Lawyers for farmer Steve Marsh today lodged a Supreme Court writ seeking to recover loss and damages from his neighbour, GM canola farmer Michael Baxter.
Mr Marsh claims a GM canola seed blew into his farm in 2010, contaminating his land and causing the partial loss of his organic status.
Today, safe Food Foundation Director Scott Kinnear said the case could determine the future of organic farming in Australia.
"If it (the case) is lost then what we can do in Australia is going to be severely restricted," Mr Kinnear said.
Mr Marsh’s lawyers will argue Mr Baxter should have gone to greater lengths to protect his neighbour from contamination, and a five metre buffer zone between their crops was not enough.
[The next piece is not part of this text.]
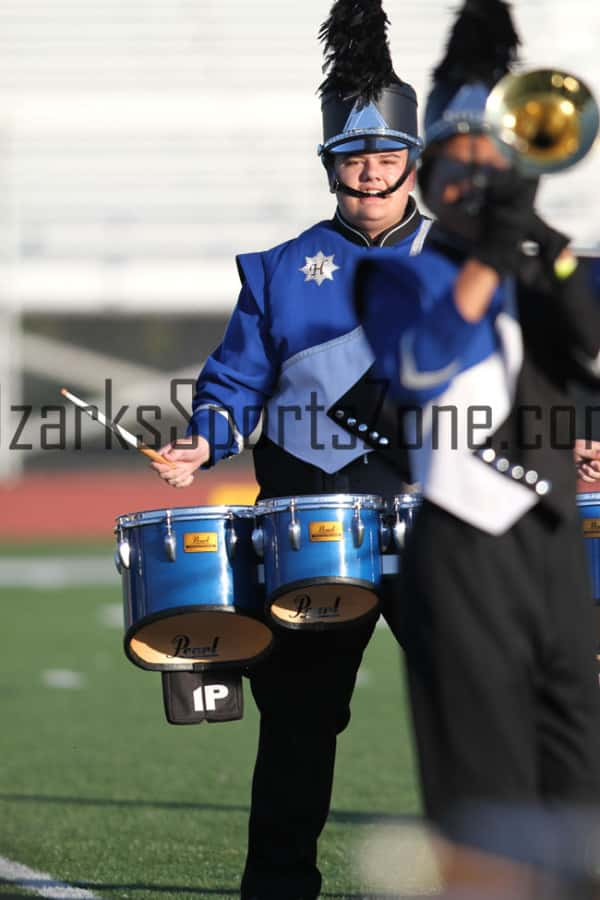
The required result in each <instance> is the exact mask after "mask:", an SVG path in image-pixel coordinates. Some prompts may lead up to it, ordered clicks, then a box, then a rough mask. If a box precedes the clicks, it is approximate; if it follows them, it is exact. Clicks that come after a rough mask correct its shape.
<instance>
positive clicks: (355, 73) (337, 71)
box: [319, 0, 399, 104]
mask: <svg viewBox="0 0 600 900" xmlns="http://www.w3.org/2000/svg"><path fill="white" fill-rule="evenodd" d="M388 24H389V19H388V17H387V15H386V14H385V12H384V11H383V9H382V7H381V3H380V2H379V0H336V2H335V3H334V4H333V6H332V7H331V12H330V13H329V18H328V19H327V20H326V21H325V22H323V24H322V25H321V28H320V29H319V40H320V41H322V42H323V44H324V54H325V62H324V64H323V72H324V73H326V74H327V77H326V78H325V80H324V81H323V82H322V84H321V85H320V86H319V93H320V95H321V97H322V96H323V94H326V93H330V92H332V91H333V92H335V93H336V94H337V95H338V96H339V97H340V99H344V100H349V99H351V98H353V97H357V98H360V100H361V101H363V102H364V103H365V104H367V103H369V102H370V101H371V100H377V98H378V97H379V95H380V93H381V91H382V89H383V88H384V87H386V86H387V85H389V84H391V83H393V82H396V83H398V82H399V79H398V78H397V76H396V75H395V74H394V69H393V67H392V58H391V56H390V48H389V45H388V41H387V26H388Z"/></svg>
"What is on trial to some degree is a five metre buffer zone which I think most people think is ridiculous," Mr Kinnear said.
Slater and Gordon lawyer Mark Walter said the case went to the heart of allowing farmers to farm their land how they wished.
"It’s often said that this is a matter of choice between competing farm users we say, yes, he has as much choice to farm GM canola as we have to farm organic...but he has to take into account his obligations at law...and the vulnerability of his neighbour."
Mr Marsh first found GM canola seeds on his property in December 2010. The National Association for Sustainable Agriculture removed accreditation from more than 70 per cent of his farm resulting in what Mr Walter described as "significant," losses as he could no longer sell his oats and wheat at the premium price demanded for organic produce.